Z bankowych kas zniknęło w ten sposób prawie 37 mln euro. FIBA winą za ten niechlubny wynik obciąża samych Włochów. A właściwie ich zamiłowanie do gotówki i niechęć do kart kredytowych (statystyczny Włoch płaci plastikowym pieniądzem zaledwie 66 razy w roku). Konsekwencją tego jest największa w Europie sieć bankowych oddziałów, na które z lubością napadają bandyci.

Reklama

Njwiększy bank Italii Intesa Sanpaolo ma w całym kraju aż 5921 filii, dwa razy tyle co np. fracuski lider BNP Paribas i o tysiąc więcej niż hiszpański gigant Banco Santander.
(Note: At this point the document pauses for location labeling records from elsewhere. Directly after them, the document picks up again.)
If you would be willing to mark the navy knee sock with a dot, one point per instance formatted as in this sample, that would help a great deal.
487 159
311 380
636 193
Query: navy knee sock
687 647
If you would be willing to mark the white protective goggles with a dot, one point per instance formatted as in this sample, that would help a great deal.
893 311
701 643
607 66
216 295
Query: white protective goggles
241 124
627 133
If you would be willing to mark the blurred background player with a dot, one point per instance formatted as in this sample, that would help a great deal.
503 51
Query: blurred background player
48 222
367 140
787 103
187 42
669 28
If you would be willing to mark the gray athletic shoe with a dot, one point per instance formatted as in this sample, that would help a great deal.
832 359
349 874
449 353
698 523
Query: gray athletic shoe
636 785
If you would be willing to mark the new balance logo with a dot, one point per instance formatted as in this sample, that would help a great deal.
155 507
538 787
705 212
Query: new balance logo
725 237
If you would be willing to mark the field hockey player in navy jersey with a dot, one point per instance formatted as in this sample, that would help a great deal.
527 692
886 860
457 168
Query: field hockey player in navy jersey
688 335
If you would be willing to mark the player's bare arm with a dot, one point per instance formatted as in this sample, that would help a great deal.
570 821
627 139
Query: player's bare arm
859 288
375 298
Niewielkie oddziały są często pozbawione jakiejkolwiek ochrony i padają ofiarą złodziei amatorów, którzy zabierają zazwyczaj nie więcej niż 15 tys. euro. Czasem napady przybierają wręcz kuriozalną formę: raport FIBA wspomina o 41-letniej kobiecie, która jednego dnia okradła trzy banki w Turynie, za każdym razem w towarzystwie siedmiomiesięcznego niemowlaka.